Mar 28, 2024


I have often wondered about “right?,” the verbal tic many of us use (including me!) as filler, buffer, connective tissue in our speech. Jordan Castro is unsparing in his diagnostics:

My least favorite professor, who boasted during our first class about never having read Dostoevsky, assaulted us with “right?” like no other. It was as if he wasn’t communicating with us, but rather performing his tyrannical neurosis for himself. He said: “hegemonic, right?” and “Walter Benjamin, right?” and “racialized—right?—capitalism” and “as a white cishet male, right?” and twitched like a child who had to pee but was trying to prove something by holding it.

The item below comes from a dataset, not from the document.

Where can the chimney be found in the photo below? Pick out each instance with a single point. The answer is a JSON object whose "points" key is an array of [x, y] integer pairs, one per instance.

If you’ve ever found yourself in a classroom or listening to a talk, while some stammerer keeps interjecting “right?” into their empty-headed argument, you may have found yourself wondering: Why does this narrow-eyed, tight-lipped bug need me to confirm every third word that I agree with him? Or perhaps, when you’ve encountered it, your cortisol spiked and, in a pre-language state, you simply experienced the assault as an embodied tedium—shoulders tensing, ears ringing. If this is the case, you aren’t alone. The agreeable “good students” are unable to grasp that “right?” is less a question than a thinly veiled threat, but those who still seek real education may be able to sense this truth in their annoyance and impotent rage. Here, the entire artifice of academia is exposed for what it is: incuriosity and consensus-forming disguised as a question, meant to manipulate, like wizardry.